É o Emprendedorismo a Aspirina do Século XXI?

Sim e Não. É um caminho mas não pode ser o salvador de um país, de uma geração, nem de uma sociedade!

Foto
Images_of_Money/Flickr

Diariamente somos bombardeados com "soundbytes" que apregoam as virtudes desta palavra. Tal como a invenção de Hoffmann, também o empreendedorismo é tido como a receita para as maleitas da sociedade moderna, como se uma palavra tantas vezes dita entrasse por osmose no nosso ideário colectivo. Estamos restringidos à dicotomia entre “empreender ou perecer” enquanto Sociedade ou, pior ainda, com a tese redutora de que o empreendedorismo é a “bóia de salvação” para o desemprego.

A tese anterior, tão em voga no discurso político, reduz o empreendedorismo à sua vertente de criação de empresas de serviços ou de base tecnológica. Isto é, reduz uma atitude e forma de percepcionar o mundo e os outros, a um impulso potencialmente criador de riqueza e de emprego. Este afunilamento do conceito tem dois objectivos: por um lado, a responsabilização individual de cada cidadão pelo êxito ou fracasso (quem fracassa é porque não empreende!) e a consequente desresponsabilização da sociedade; por outro lado, o impor aos poucos e de forma invisível um cunho ideológico neoliberal e ultra capitalista na palavra “empreendedorismo”.

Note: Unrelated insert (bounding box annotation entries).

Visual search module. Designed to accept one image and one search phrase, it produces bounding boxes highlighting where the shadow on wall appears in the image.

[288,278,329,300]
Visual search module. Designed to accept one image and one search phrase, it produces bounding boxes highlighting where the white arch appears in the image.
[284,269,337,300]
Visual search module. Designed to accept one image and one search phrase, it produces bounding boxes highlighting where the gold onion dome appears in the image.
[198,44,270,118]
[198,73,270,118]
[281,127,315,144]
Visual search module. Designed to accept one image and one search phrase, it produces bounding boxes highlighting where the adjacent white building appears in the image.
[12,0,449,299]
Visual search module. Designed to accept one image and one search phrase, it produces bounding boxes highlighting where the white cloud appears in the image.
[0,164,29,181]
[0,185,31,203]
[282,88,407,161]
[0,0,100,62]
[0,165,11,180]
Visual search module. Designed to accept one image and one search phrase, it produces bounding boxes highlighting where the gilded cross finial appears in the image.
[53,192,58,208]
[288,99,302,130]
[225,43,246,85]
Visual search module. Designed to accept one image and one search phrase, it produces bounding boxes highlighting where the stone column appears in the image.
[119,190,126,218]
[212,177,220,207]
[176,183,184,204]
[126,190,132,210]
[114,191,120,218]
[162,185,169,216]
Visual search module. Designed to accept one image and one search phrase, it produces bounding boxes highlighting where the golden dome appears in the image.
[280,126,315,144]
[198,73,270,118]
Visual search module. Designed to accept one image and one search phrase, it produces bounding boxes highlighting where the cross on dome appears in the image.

Estes objectivos esvaziam muito do valor de uma atitude empreendedora. Esta atitude tão presente em centenas de organizações (associações sociais e culturais, clubes desportivos) por este país, e por milhares de cidadãos, que criam, inovam, constroem, debatem e são pró-activos. Sim, fazem isso sem construir uma empresa mas criando valor. A estes juntam-se os que diariamente transformam as empresas por dentro, num esforço sem fim para mudar processos, formas de produção e de gestão inovando e renovando estruturas com dezenas de anos. A todos estes, que são o motor de Portugal, não podemos virar costas nem dizer-lhes que são conformados e que baixaram os braços. Pelo contrário, devemos saudá-los pelo bem que fazem a nós, Sociedade.

É claro que o empreendedorismo de criação de "startups" tecnológicas ou de serviços é fundamental porque transforma a longo prazo o tecido produtivo, baseando-o em tecnologias inovadores e de elevado valor acrescentado. Alguns falham e isso faz parte do risco inerente. Aos que falharem devemos agradecer a ousadia, apoiando-os e dando-lhes novas oportunidades, num espírito solidário e coletivo (tão ausente do seu conceito redutor). Contudo, não podemos é atirar para cima dos seus ombros a tarefa hercúlea de resolver os problemas nacionais. Eles são parte da solução, como são os outros empreendedores que fazem o trabalho invisível da formiga, mas não podem ser a salvação.

A resposta à pergunta inicial é Sim e Não. Sim porque, tal como a Aspirina, mitigamos muitos problemas com o ímpeto empreendedor, o qual transmite confiança e nos faz acreditar num mundo melhor. Não porque, tal como a Aspirina, não resolve a fundo nenhum problema, apenas os previne sem atacar a fonte primária que nos ataca económica e socialmente. É, por isso, um caminho mas não pode ser o caminho salvador de um país, de uma geração, nem de uma sociedade!